Kinsella has published over thirty books and his many awards include three Western Australian Premier's Book Awards, the Grace Leven Prize for Poetry, the John Bray Award for Poetry, and the 2008 Christopher Brennan Award.

His poems have appeared in journals such as Stand, The Times Literary Supplement, The Kenyon Review, Poetry Salzburg Review and Antipodes. His poetry collections include: Poems 1980-1994, The Silo, The Undertow: New & Selected Poems, Visitants (1999), Wheatlands (with Dorothy Hewett, 2000) and The Hierarchy of Sheep (2001). His most recent book, Peripheral Light: New and Selected Poems, includes an introduction by Harold Bloom and his next poetry collection, The New Arcadia, was published in June 2005.

Kinsella is a vegan and has written about the ethics of vegetarianism. In 2001 he published a book of autobiographical writing, called Auto. He has also written plays, short stories and the novels Genre and Post-colonial.

Kinsella teaches at Cambridge University, where he is a Fellow of Churchill College. Previously, he was Professor of English at Kenyon College, USA, where he was the Richard L Thomas Professor of Creative Writing in 2001.

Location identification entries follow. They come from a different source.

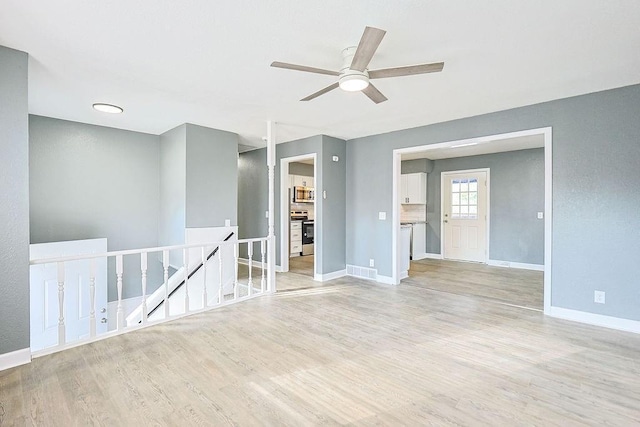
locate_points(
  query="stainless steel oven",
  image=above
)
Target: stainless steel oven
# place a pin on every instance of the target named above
(307, 237)
(303, 194)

Kinsella's manuscripts are housed in the University of Western Australia, the National Library of Australia, the University of New South Wales, Kenyon College and the University of Leeds. The main collection is in the Scholars' Centre of the University of Western Australia Library.

Kinsella's latest book, Activist Poetics: Anarchy in the Avon Valley, was published in 2010 by Liverpool University Press, and is edited by Niall Lucy.